In the Dobies of Devon e-newsletter published last week, I referred to starting a garden- or nature- diary during the school holidays. You can’t say much in one paragraph, though I did suggest using an old map as a starting point, and sketching or collaging, adding napkin images; quite a lot of techniques in fact. So in this post are a few more prompts – visual images with explanations that should jump-start what you can do. Not knowing where to begin so often means you never do, or are afraid of that white page. Use offcuts of paper to sketch on, as I did above, when in the car visiting a National Trust garden somewhere.

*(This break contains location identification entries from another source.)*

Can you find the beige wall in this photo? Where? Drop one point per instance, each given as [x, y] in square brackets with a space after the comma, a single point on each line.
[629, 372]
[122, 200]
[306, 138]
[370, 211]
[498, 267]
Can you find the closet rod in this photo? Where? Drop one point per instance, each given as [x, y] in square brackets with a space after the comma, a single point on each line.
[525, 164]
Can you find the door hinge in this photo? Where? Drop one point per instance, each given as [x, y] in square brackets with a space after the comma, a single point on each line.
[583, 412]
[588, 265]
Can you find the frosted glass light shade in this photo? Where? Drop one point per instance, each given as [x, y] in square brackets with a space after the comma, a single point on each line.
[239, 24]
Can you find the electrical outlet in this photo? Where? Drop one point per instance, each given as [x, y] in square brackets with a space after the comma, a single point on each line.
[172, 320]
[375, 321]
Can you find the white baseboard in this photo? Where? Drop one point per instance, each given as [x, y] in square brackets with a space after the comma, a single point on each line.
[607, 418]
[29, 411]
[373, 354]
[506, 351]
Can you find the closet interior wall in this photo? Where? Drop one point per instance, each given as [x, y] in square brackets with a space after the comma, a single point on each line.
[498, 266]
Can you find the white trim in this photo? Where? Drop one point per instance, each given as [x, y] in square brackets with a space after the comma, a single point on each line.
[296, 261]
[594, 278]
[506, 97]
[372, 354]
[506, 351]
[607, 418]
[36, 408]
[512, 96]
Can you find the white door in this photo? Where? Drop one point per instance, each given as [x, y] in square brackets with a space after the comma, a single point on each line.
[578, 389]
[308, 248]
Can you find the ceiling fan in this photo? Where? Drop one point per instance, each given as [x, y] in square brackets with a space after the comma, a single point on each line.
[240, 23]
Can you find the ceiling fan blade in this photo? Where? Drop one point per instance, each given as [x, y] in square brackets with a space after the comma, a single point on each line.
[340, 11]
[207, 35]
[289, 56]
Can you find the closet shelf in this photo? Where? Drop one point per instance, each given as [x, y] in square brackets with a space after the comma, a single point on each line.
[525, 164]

Starting with children (or grandchildren) is different, for one’s aim is to encourage a love of gardening and the outdoors. On a wet day, an easy way to begin is to cut up old gardening catalogues or magazines, and then paste them down into a fantasy garden, as my grandchildren did when visiting during the school holidays. Had they been my own offspring, living at home, we’d have kept this going until we had a complete scrapbook. And these days, with inexpensive digital cameras, they can photograph and record their own plot as well.
Inspiring others: I have been word-journaling since childhood – until recently more a diary than a sketchbook or illustrated journal. But gardening is such a VISUAL activity, when our beds and borders are perhaps organized more like a painter’s palette. So I began simple collage exercises, which I have to admit are not really for show, but used to demonstrate what I am suggesting you could also do. I had begun to sketch – not in the finished book but on paper, which I then cut and paste. I return again and again to my favourite plants (here ivy and spring bulbs) and often plant them in pots in the greenhouse to bring indoors when I want to paint them.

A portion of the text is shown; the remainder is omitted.